Octobre rose

Le 10 octobre 2012

Mon Sein
Poème de Patricia Grange
Illustration de Maya Mihindou
Mise en page d’Emilie Jacquet
(cliquer pour agrandir)

***

Elle

J’entends encore son rire sans pareil. Pour moi, Elle rime avec « grands éclats ». Avec « gorge déployée ». L’évoquer c’est immédiatement l’invoquer. On ne peut parler d’Elle sans qu’Elle ne se matérialise. Dire son prénom, c’est dire la joie, c’est chanter la vie.
Elle danse, Elle vibre sur les photos, sur les vidéos de notre vie de famille. J’entends sa voix taquine sur le fil de mes souvenirs.
Je suis dans le métro et je pense à Elle. Dans quelques minutes, je vais la voir. Je suis heureuse de passer l’après-midi avec Elle.
Lorsque j’ouvre la porte sur sa chambre d’hôpital, le temps d’un clin d’œil, il n’y a plus de couleurs en ce monde. Mon cœur sursaute et mon ventre s’entaille.

Elle a le crâne nu
La peau sur les os
Un crabe sur le sein.

Et pourtant, Elle rit. Et pourtant, Elle irradie. Je ne peux m’empêcher de la trouver vieillie, ainsi amaigrie, sans ses si beaux cheveux, avec ce vide à la poitrine. Elle qui pourtant a à peine cinquante ans. Mais je ne peux non plus m’empêcher de la ressentir belle et même rayonnante !
Mon âme se resserre de temps en temps. Mais j’essaye de faire en sorte qu’Elle ne s’en aperçoive pas. Je bois ces moments de communion simple et gaie que le temps nous accorde, en tentant de ne pas penser à tout ce qui est absent. Elle, Elle n’est que présence et bonheur. Elle défie cet infâme animal qui s’infiltre aux quatre coins de sa chair.

Derniers moments partagés
En toute inconscience
Elle essaye des perruques.

***

L’affiche « Mon Sein » a fait partie de l’exposition « Images acoustiques » réunissant mes travaux poétiques et graphiques ainsi que les illustrations de mes amies lors du Printemps des Poètes 2010 à la Maison des Femmes de Bordeaux.
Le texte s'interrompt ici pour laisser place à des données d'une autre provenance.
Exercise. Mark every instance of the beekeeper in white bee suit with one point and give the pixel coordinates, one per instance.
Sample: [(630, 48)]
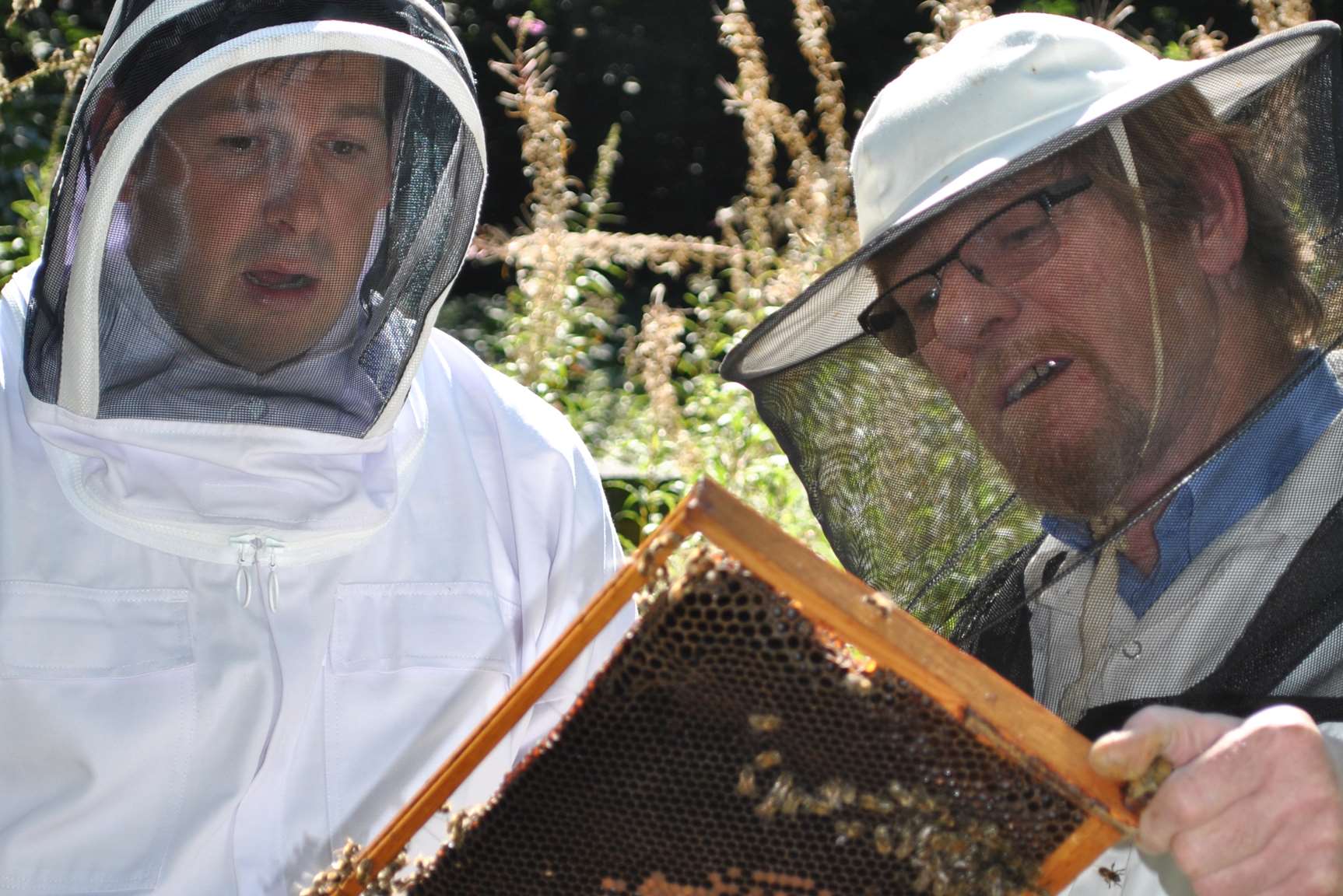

Le haïbun « Elle » a fait partie de la présélection du Prix 2011 du Haïbun et de la Micro-nouvelle organisé par les Editions L’iroli sur le thème « Quel animal ! » Il a été publié dans le recueil éponyme par les Editions L’iroli.



6 grains de pollen to “Octobre rose”

  1. Claire-Lise dit :

    Très beau et poignant.
    Douloureux aussi, tellement !

    • Mariposa dit :

      Oui, la douleur laissée par le départ d’Elle il y a presque dix ans maintenant est toujours là. Le souvenir retracé dans ce haïbun toujours bien vivace. On dit que le temps guérit la douleur d’un deuil. Je ne crois pas, il l’apaise un peu et permet de l’apprivoiser.
      Mais parallèles à la douleur, il y a aussi ses grands éclats de rire qui ensoleillaient son visage et les nôtres et qui viennent de temps en temps faire des ricochets dans ma mémoire. Quelques touches de rose.

  2. Di Ane Lesage dit :

    Bonjour !

    J’aimerais lui envoyer un grain de pollen moi aussi…

    Je cherchais un exemple haibun et je suis tombée ici, avec les dessins merveilleux et des mots d’une vie intense…un refuge paisible dans un esprit de fête, un anniversaire toujours là dans une autre dimension…

    Alors, voilà!

    C’est ici que je puise mon inspiration pour mon prochain haïbun.